Welcome to The Story Of Pop: 1999, our new weekly retro series of posts where we rewind the UK charts back to two whole decades ago and tell the story of one of the most brilliant and sometimes bizarre years for the UK charts. Let’s begin then, as all good stories start, at Chapter 1…
If there’s one thing in common with the charts of twenty years ago with that of 2019, it’s that January is always traditionally a quiet month. The Christmas hits that dominated the charts of December fall away to nothing as some songs that have been waiting patiently since the tail end of the previous year suddenly gain a second wind. And that was the case for Faye Tozer, Ian ‘H’ Watkins, Claire Richards, Lee Latchford-Evans and Lisa Scott-Lee – better known as the ABBA-esque super smiley popsters Steps, back at the start of 1999.
1998 had by all accounts been a spiffing year for them considering they were only ever supposed to be a line dancing one hit wonder. Debut album ‘Step One’ was the biggest selling by a debut act, and they’d sold a million singles in the UK over their first three top 10 hits. Their fourth double-A-sided single had already been on the chart for two months at this point, having debuted at #2 behind Cher’s megahit ‘Believe’ in November ’98.

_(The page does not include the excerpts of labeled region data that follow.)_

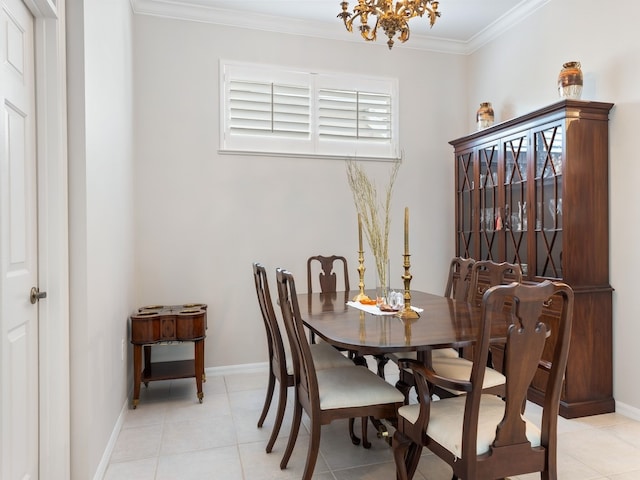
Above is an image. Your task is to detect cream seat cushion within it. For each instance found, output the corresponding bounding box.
[398,394,540,458]
[316,365,404,410]
[431,357,507,393]
[284,342,356,375]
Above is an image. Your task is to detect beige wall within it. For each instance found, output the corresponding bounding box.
[466,0,640,418]
[67,0,135,479]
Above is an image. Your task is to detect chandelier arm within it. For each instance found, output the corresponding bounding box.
[338,0,440,50]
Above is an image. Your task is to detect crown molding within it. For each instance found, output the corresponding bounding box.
[131,0,551,55]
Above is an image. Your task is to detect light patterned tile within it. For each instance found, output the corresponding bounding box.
[608,470,640,480]
[224,370,269,392]
[104,376,640,480]
[558,429,640,476]
[333,463,428,480]
[160,416,237,455]
[103,457,158,480]
[111,425,163,462]
[238,437,333,480]
[155,445,244,480]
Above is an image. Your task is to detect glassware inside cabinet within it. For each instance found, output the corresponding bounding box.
[535,125,563,278]
[503,136,531,275]
[478,144,504,260]
[456,151,476,257]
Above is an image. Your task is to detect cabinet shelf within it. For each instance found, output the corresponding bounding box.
[450,100,615,418]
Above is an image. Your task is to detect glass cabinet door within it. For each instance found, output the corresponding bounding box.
[503,134,531,276]
[478,144,504,262]
[456,150,475,258]
[534,124,563,278]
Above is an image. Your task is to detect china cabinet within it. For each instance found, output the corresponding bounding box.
[450,99,615,418]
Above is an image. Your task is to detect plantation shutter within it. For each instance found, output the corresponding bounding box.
[318,89,392,141]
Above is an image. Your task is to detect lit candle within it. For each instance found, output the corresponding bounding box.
[404,207,409,255]
[358,214,362,252]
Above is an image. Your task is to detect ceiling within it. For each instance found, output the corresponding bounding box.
[132,0,550,54]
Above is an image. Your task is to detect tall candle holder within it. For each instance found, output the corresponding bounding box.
[398,207,420,320]
[353,214,369,302]
[353,250,369,302]
[398,253,420,320]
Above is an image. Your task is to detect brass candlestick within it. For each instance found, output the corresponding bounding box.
[353,214,369,302]
[398,253,420,320]
[398,207,420,320]
[353,250,369,302]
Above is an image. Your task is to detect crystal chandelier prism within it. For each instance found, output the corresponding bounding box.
[338,0,440,50]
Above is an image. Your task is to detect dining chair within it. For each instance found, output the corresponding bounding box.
[307,255,367,366]
[307,255,353,346]
[253,262,357,453]
[394,257,505,400]
[393,280,573,480]
[424,260,522,396]
[307,255,350,293]
[276,268,404,480]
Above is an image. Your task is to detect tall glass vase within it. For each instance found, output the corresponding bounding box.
[376,259,391,307]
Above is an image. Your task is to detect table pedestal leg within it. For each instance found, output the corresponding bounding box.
[133,345,142,409]
[193,340,204,403]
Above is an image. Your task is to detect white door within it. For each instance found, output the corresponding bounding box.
[0,0,39,480]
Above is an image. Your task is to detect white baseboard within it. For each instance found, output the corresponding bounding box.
[616,401,640,422]
[204,362,269,377]
[93,396,129,480]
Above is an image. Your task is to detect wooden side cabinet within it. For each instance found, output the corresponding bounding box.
[450,100,615,418]
[131,303,207,408]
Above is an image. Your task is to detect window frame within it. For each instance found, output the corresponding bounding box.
[219,60,400,161]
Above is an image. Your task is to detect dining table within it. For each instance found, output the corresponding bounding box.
[297,290,507,362]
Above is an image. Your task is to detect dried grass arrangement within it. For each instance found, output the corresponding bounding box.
[346,159,401,287]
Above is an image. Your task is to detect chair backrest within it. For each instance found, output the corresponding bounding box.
[444,257,475,301]
[307,255,349,293]
[276,268,320,409]
[253,262,288,384]
[462,280,573,478]
[468,260,522,305]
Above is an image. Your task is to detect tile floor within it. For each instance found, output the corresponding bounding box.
[104,365,640,480]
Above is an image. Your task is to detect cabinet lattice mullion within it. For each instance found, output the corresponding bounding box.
[450,100,615,418]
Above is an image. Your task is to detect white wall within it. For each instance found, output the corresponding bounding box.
[467,0,640,415]
[67,0,135,479]
[134,16,466,366]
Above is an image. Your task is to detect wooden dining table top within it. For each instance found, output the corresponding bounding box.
[297,290,506,355]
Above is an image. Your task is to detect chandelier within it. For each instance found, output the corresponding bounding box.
[338,0,440,50]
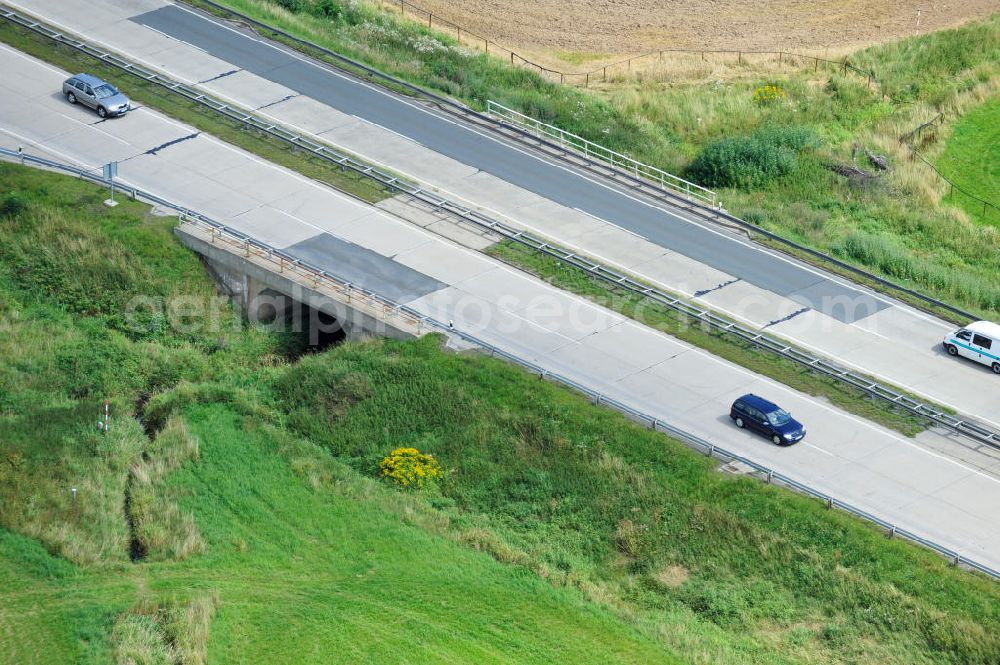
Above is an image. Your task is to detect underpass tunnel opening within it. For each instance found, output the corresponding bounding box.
[246,289,347,358]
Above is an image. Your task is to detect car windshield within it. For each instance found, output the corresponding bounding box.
[94,83,118,99]
[767,409,792,426]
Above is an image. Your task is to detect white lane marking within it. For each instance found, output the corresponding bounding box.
[799,441,832,459]
[139,19,209,55]
[12,3,941,342]
[3,23,1000,483]
[33,5,957,340]
[572,208,648,241]
[162,0,908,306]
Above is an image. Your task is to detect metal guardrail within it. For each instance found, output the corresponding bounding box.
[486,100,718,207]
[0,148,1000,580]
[0,2,1000,448]
[170,0,977,321]
[0,148,425,334]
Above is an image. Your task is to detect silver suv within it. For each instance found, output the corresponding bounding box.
[63,74,131,118]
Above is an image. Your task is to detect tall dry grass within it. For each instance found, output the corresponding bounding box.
[129,415,205,560]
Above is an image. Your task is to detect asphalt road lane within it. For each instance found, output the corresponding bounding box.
[131,5,888,323]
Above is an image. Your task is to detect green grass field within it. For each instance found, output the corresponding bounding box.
[937,98,1000,226]
[0,165,1000,665]
[190,0,1000,318]
[0,164,674,665]
[0,9,944,436]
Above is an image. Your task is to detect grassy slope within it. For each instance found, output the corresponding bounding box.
[937,98,1000,220]
[0,164,671,664]
[0,3,940,472]
[0,165,1000,664]
[195,0,1000,318]
[487,242,926,436]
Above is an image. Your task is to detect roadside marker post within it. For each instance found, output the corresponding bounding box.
[104,162,118,208]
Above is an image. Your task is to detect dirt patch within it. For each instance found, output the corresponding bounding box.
[398,0,1000,57]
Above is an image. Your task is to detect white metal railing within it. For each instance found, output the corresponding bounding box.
[0,147,1000,580]
[486,100,718,207]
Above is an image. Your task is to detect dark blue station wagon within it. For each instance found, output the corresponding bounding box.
[729,394,806,446]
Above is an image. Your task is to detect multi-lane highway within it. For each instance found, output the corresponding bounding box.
[8,0,1000,426]
[0,41,1000,567]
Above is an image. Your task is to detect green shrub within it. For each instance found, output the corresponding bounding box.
[688,126,818,189]
[379,448,444,487]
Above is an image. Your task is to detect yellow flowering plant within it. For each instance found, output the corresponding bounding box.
[379,448,444,487]
[753,83,788,106]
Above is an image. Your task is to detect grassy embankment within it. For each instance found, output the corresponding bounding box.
[0,164,671,665]
[937,97,1000,226]
[0,165,1000,664]
[0,14,926,436]
[201,0,1000,318]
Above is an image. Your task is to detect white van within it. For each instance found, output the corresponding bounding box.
[944,321,1000,374]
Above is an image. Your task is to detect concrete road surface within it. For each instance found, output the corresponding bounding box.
[9,0,1000,427]
[0,46,1000,568]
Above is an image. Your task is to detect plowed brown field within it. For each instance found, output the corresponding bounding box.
[398,0,1000,58]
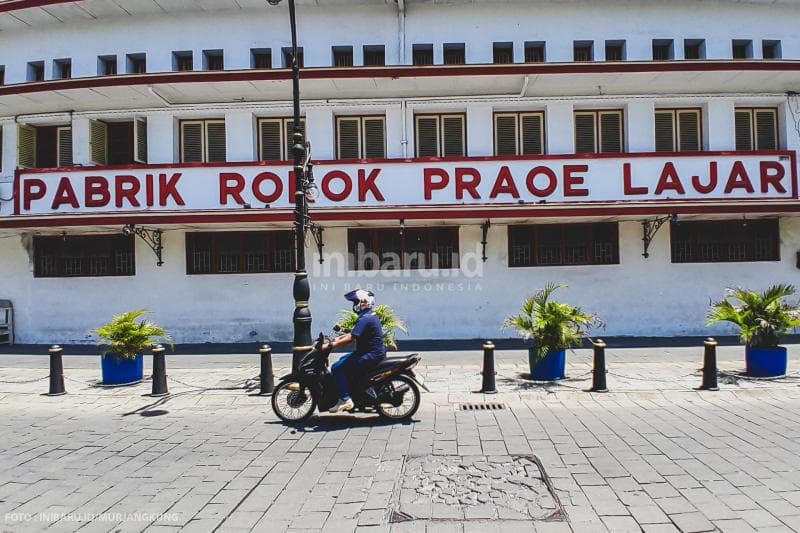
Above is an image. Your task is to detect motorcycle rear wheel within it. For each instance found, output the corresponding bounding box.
[272,381,317,422]
[375,375,420,420]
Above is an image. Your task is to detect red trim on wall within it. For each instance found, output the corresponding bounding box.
[0,60,800,96]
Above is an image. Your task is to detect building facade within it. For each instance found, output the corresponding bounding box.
[0,0,800,343]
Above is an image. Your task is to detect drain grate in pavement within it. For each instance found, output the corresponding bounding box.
[461,403,506,411]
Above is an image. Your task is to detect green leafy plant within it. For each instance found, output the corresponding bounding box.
[95,309,172,359]
[503,283,603,361]
[336,305,408,350]
[706,284,800,348]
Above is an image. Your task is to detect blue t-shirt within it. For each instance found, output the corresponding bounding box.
[351,309,386,359]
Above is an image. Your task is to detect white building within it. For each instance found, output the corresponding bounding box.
[0,0,800,343]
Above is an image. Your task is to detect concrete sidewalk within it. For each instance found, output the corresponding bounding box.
[0,346,800,533]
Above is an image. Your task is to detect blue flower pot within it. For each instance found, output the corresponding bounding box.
[744,346,789,378]
[528,348,567,381]
[100,354,144,385]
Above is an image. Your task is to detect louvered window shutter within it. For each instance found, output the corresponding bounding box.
[89,120,108,165]
[655,111,675,152]
[206,122,226,163]
[575,113,595,154]
[181,122,203,163]
[57,126,72,167]
[338,118,361,159]
[364,118,386,159]
[735,111,753,150]
[600,113,622,154]
[521,115,544,155]
[17,125,36,168]
[259,120,285,161]
[417,117,439,157]
[442,117,465,157]
[678,111,701,152]
[755,110,778,150]
[494,115,518,155]
[133,118,147,163]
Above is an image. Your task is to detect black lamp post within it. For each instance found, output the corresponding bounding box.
[267,0,314,371]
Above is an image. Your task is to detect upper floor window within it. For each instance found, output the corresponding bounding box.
[33,235,136,278]
[17,124,72,168]
[508,222,619,267]
[494,112,544,155]
[683,39,706,59]
[89,117,147,165]
[442,43,467,65]
[364,44,386,67]
[575,111,623,154]
[336,117,386,159]
[735,107,778,150]
[670,220,780,263]
[186,231,294,274]
[416,115,467,157]
[180,119,226,163]
[655,109,702,152]
[347,228,459,270]
[258,118,306,161]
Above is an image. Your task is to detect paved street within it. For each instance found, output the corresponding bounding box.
[0,345,800,533]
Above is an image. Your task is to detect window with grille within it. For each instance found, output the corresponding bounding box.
[494,113,544,155]
[442,43,467,65]
[415,115,467,157]
[670,219,780,263]
[735,108,778,151]
[525,41,545,63]
[336,116,386,159]
[258,118,306,161]
[250,48,272,68]
[508,222,619,267]
[186,231,294,274]
[412,44,433,65]
[572,41,594,61]
[575,111,624,154]
[347,228,459,270]
[655,109,702,152]
[364,44,386,67]
[33,235,136,278]
[180,120,226,163]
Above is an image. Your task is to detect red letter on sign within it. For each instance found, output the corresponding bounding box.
[456,168,481,200]
[51,178,80,209]
[525,167,558,198]
[322,170,353,202]
[564,165,589,196]
[424,168,450,200]
[255,172,283,204]
[219,172,244,205]
[761,161,786,192]
[83,176,111,207]
[358,168,384,202]
[22,180,47,211]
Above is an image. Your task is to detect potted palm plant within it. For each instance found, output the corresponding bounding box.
[503,283,602,381]
[336,305,408,350]
[706,284,800,377]
[95,309,172,385]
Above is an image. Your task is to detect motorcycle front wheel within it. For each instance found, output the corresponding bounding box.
[375,376,420,420]
[272,381,317,422]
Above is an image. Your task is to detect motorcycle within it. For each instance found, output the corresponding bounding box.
[272,328,430,422]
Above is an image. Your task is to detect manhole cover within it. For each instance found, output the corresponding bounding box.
[392,455,564,521]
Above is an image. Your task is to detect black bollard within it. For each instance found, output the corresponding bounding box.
[700,337,719,390]
[150,344,169,396]
[480,341,497,394]
[47,344,67,396]
[258,344,275,396]
[589,339,608,392]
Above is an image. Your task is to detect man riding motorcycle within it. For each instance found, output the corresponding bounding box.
[329,289,386,413]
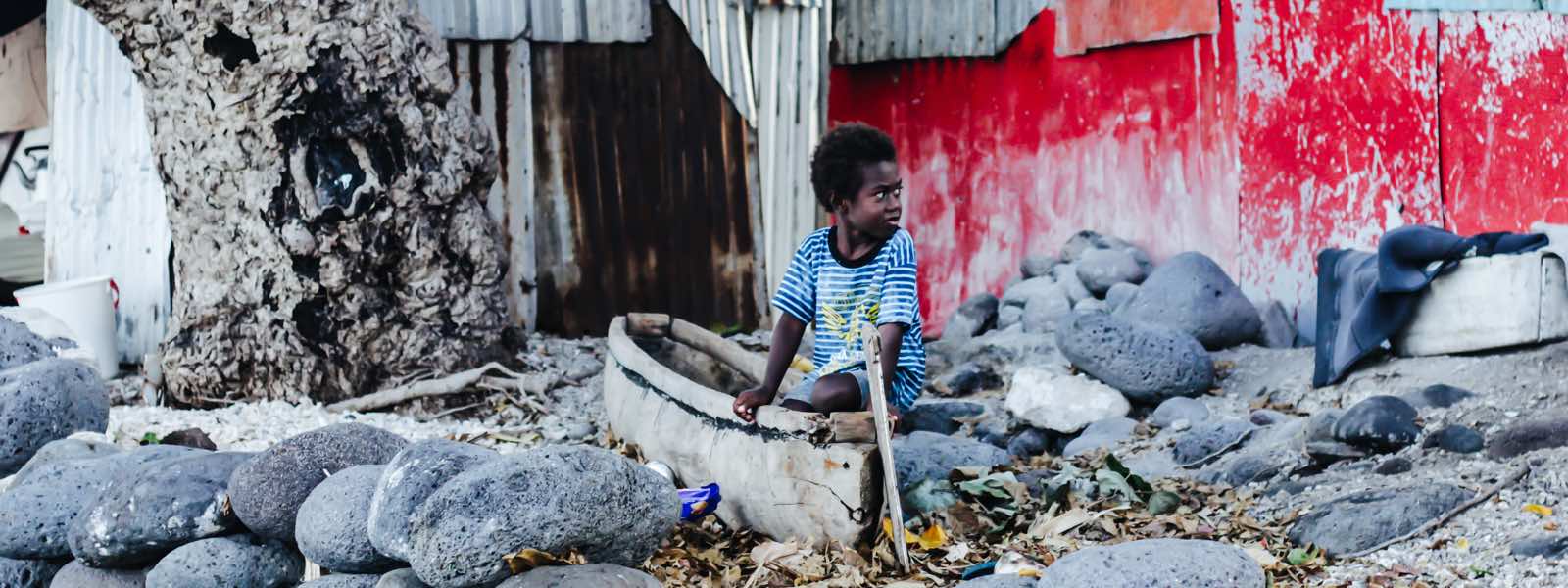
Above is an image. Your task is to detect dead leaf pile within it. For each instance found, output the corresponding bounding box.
[616,444,1325,588]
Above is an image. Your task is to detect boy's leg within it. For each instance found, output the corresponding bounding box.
[810,371,868,413]
[779,384,817,413]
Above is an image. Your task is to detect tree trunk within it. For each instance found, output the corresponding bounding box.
[76,0,507,403]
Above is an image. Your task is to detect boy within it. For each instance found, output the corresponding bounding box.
[734,123,925,421]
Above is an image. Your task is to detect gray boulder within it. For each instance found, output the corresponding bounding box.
[1487,414,1568,460]
[147,535,304,588]
[229,423,408,543]
[295,466,402,574]
[0,317,55,371]
[1006,426,1055,461]
[1024,284,1072,332]
[1072,298,1110,312]
[1421,425,1487,453]
[66,452,254,567]
[1040,539,1267,588]
[1056,312,1213,405]
[1061,417,1139,458]
[0,445,198,560]
[49,560,147,588]
[497,563,661,588]
[1372,457,1416,475]
[1019,254,1061,279]
[1150,397,1209,428]
[1247,408,1291,426]
[1335,395,1421,452]
[955,574,1040,588]
[1105,282,1139,312]
[943,292,1002,339]
[376,567,429,588]
[1403,384,1476,408]
[300,574,381,588]
[410,445,680,588]
[1220,455,1284,488]
[892,431,1013,492]
[366,439,500,562]
[931,361,1002,397]
[1174,418,1254,466]
[1077,249,1147,296]
[11,439,121,484]
[1257,300,1296,350]
[899,398,986,434]
[996,306,1024,331]
[1004,367,1132,434]
[1508,533,1568,560]
[1288,484,1471,557]
[0,358,108,476]
[1051,264,1095,304]
[0,559,61,588]
[1116,251,1262,350]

With it’s ‘so naff it’s actually quite good’ Christmas-y themed video, wintery ballad ‘Heartbeat’ was initially the more promoted of the two tracks. But following the showing of the video and several TV performances, with a dance craze that swept school discos the land over with it’s signature ‘hands held to the side of the head whilst looking shocked’ move, their souped up cover of The Bee Gees’ 1979 chart topper ‘Tragedy’ became the song that even now, they are most synonymous with.
It not only crowned them with their first UK number one single on its eighth week, but it was the first number one single of 1999, finally catapaulting Steps into the big leagues, as they embarked on another best selling year where they sold a million more singles and over two million albums, as well as wowing audiences with their first ever sold out tours.